Aleksandra Pawlowna Lawrik wurde am 18. Juli 1918 im ukrainischen Dnipropetrowsk geboren. Sie stammte aus einer armen Familie, heiratete früh und bekam einen Sohn. Als Mitglieder der kommunistischen Partei verhaftete die Gestapo sie und ihren Vater im Sommer 1943. Über das Konzentrationslager Ravensbrück kam sie nach Wolfen. Bei der Räumung des Lagers gelang ihr die Flucht. Sie schlug sich bis in ihre Heimat durch. Weil sie in Deutschland war, galt sie in ihrer Heimat als Verräterin. Für einige Zeit musste sie in ein Arbeitslager, und man verweigerte ihr eine Anstellung. Nach dem frühen Tod ihres Mannes sorgte sie allein für ihre nunmehr drei Kinder. Aleksandra Lawrik starb 2009 in ihrer Heimatstadt.

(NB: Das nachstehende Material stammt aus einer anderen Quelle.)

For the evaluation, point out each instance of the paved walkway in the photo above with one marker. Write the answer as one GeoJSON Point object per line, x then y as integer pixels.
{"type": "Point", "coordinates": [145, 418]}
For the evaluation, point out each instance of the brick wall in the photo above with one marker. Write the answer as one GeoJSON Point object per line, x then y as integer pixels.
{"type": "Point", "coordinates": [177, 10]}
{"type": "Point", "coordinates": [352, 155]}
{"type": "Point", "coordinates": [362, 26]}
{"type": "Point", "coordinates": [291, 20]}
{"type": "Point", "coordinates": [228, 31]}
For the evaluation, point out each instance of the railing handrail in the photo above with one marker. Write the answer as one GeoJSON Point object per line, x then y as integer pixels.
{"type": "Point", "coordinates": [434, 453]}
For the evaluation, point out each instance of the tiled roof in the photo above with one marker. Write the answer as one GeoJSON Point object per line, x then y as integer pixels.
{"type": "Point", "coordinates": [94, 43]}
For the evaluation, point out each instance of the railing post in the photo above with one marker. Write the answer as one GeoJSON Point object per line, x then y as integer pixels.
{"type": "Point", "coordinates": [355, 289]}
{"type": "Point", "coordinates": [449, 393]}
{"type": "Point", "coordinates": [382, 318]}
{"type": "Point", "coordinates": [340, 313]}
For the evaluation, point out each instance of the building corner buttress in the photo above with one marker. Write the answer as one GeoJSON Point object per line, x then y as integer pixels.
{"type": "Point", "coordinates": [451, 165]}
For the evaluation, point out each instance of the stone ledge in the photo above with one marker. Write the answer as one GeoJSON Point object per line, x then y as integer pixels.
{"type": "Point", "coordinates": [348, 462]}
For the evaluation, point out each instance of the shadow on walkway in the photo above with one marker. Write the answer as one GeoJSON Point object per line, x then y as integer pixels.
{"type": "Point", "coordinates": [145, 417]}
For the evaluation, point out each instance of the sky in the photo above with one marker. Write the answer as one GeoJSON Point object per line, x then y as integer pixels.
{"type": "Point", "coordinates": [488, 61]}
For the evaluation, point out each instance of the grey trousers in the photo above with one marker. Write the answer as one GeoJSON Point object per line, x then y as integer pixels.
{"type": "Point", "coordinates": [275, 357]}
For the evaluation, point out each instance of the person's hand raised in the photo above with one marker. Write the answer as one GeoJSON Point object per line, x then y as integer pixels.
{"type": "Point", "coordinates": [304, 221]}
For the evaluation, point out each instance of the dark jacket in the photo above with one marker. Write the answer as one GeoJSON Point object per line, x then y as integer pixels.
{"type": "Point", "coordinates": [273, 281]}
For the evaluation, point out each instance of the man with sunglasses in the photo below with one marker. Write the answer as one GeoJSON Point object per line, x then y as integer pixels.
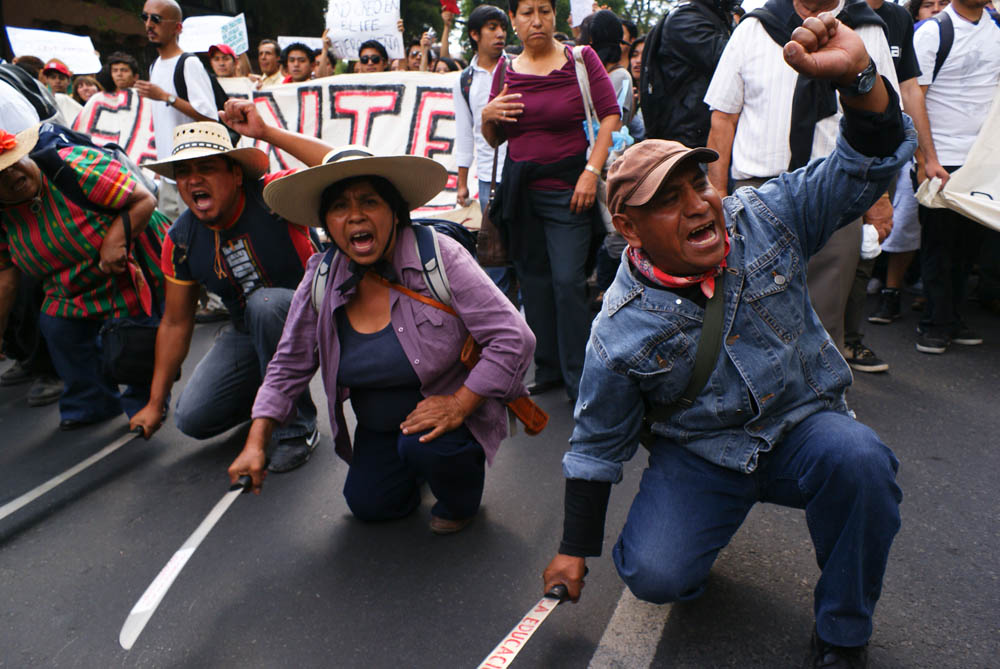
{"type": "Point", "coordinates": [162, 19]}
{"type": "Point", "coordinates": [372, 57]}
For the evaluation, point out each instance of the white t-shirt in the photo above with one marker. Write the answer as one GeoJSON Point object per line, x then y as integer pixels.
{"type": "Point", "coordinates": [754, 81]}
{"type": "Point", "coordinates": [959, 99]}
{"type": "Point", "coordinates": [200, 96]}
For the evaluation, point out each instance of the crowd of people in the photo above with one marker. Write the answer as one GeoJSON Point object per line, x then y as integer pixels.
{"type": "Point", "coordinates": [723, 191]}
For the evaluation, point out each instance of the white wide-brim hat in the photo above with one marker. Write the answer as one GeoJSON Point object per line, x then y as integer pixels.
{"type": "Point", "coordinates": [296, 197]}
{"type": "Point", "coordinates": [209, 138]}
{"type": "Point", "coordinates": [22, 145]}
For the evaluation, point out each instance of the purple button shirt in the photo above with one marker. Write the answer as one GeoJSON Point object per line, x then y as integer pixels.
{"type": "Point", "coordinates": [431, 339]}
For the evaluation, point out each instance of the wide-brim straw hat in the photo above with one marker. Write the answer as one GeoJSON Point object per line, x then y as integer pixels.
{"type": "Point", "coordinates": [296, 197]}
{"type": "Point", "coordinates": [209, 138]}
{"type": "Point", "coordinates": [24, 142]}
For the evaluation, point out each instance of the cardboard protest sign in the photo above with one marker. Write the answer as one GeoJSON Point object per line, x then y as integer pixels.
{"type": "Point", "coordinates": [200, 32]}
{"type": "Point", "coordinates": [77, 51]}
{"type": "Point", "coordinates": [392, 113]}
{"type": "Point", "coordinates": [311, 42]}
{"type": "Point", "coordinates": [352, 22]}
{"type": "Point", "coordinates": [234, 33]}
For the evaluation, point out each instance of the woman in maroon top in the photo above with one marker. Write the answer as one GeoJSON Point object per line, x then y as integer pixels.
{"type": "Point", "coordinates": [546, 197]}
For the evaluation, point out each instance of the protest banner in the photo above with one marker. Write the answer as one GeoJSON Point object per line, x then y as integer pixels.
{"type": "Point", "coordinates": [391, 113]}
{"type": "Point", "coordinates": [352, 22]}
{"type": "Point", "coordinates": [313, 43]}
{"type": "Point", "coordinates": [200, 32]}
{"type": "Point", "coordinates": [234, 33]}
{"type": "Point", "coordinates": [77, 51]}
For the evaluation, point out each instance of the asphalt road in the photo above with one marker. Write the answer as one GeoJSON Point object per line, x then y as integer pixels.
{"type": "Point", "coordinates": [290, 579]}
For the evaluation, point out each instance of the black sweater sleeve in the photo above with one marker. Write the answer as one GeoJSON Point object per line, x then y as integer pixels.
{"type": "Point", "coordinates": [586, 505]}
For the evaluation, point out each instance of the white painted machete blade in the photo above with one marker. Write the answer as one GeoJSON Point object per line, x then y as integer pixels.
{"type": "Point", "coordinates": [36, 492]}
{"type": "Point", "coordinates": [146, 606]}
{"type": "Point", "coordinates": [507, 650]}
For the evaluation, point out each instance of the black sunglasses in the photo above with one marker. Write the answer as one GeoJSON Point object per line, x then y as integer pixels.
{"type": "Point", "coordinates": [155, 18]}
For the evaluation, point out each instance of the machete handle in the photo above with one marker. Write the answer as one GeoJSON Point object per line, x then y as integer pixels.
{"type": "Point", "coordinates": [242, 483]}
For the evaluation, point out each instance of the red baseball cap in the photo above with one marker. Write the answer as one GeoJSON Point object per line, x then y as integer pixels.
{"type": "Point", "coordinates": [223, 48]}
{"type": "Point", "coordinates": [58, 66]}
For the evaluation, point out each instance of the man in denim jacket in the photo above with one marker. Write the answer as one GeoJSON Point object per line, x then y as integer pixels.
{"type": "Point", "coordinates": [770, 423]}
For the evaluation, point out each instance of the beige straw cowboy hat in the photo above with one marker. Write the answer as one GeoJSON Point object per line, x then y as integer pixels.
{"type": "Point", "coordinates": [209, 138]}
{"type": "Point", "coordinates": [15, 147]}
{"type": "Point", "coordinates": [296, 197]}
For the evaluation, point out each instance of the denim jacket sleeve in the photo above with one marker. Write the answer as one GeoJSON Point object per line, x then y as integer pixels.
{"type": "Point", "coordinates": [828, 193]}
{"type": "Point", "coordinates": [608, 418]}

Aus den Erinnerungen von Aleksandra Lawrik
Verpflegung
„Man konnte z. B. die Verpflegung in Ravensbrück und Wolfen nicht miteinander vergleichen. In Wolfen wurden wir viel besser verpflegt, damit wir besser arbeiten konnten. Wir bekamen Wurst, Margarine, Zucker. Vor Feiertagen haben wir das immer etwas abgetrennt und aufgespart, z. B. Kartoffeln. So, dass wir sogar eine richtige Torte machen konnten. Aus bestimmten Anlässen haben wir so etwas gemacht. Sogar unsere Aufseherinnen haben davon etwas bekommen.“
Gewalt
„Einmal wurde ich geschlagen. Ich weiß nicht mehr richtig. Die Schicht war beinahe zu Ende. Meine Freundin – unsere Nummern waren ähnlich – sie sollte die Wanne mit Zellulose vollladen. Die Hälfte hatte sie schon gemacht. Ich ging zu ihr, um ihr zu helfen, damit sie es noch schafft. Wir sollten, nachdem unsere Schicht zu Ende war, den Arbeitsplatz sauber verlassen. Das haben wir nicht geschafft, denn der Inhalt dieser Wanne war voller Staub und das hatte sich etwas verschüttet. Der Meister kam zu uns und sagte, dass das nicht gut ist, wie wir den Platz verlassen haben. Wir gingen nach Hause, ohne dass uns jemand etwas gesagt hatte. Am nächsten Tag kommen wir und ich wurde geschlagen. Richtig zusammengeschlagen. Ich fiel auf den Fußboden, wurde mit Füßen getreten. Wir hatten zwei Aufseherinnen, aber die eine hat mich nur getreten mit den Stiefeln. Die Mädchen haben mir dann geholfen, denn alleine hätte ich es nicht nach Hause geschafft. Ich weiß zwar nicht, ob das stimmt oder nicht, dass diese Aufseherin dafür mit einem Monat Haft bestraft wurde. Sie war aber einen Monat nicht im Lager. Es soll angeblich eine Strafe für sie gewesen sein.“
Zwangsarbeit
„Wir haben Zellulose in die Wannen geladen und mit kaustischer Soda übergossen. So entstand eine Lösung, die zwei Stunden gären sollte. Dieses Gemisch wurde gepresst und weiter an Mühlen übergeben. Wir sollten zusehen, dass diese Mühlen zwei Stunden lang funktionierten. Wir haben auf einen Knopf gedrückt, dann ging alles nach unten. Die weitere Verarbeitung der Lösung – es war ja wattiges Zeug – war meine Aufgabe. […]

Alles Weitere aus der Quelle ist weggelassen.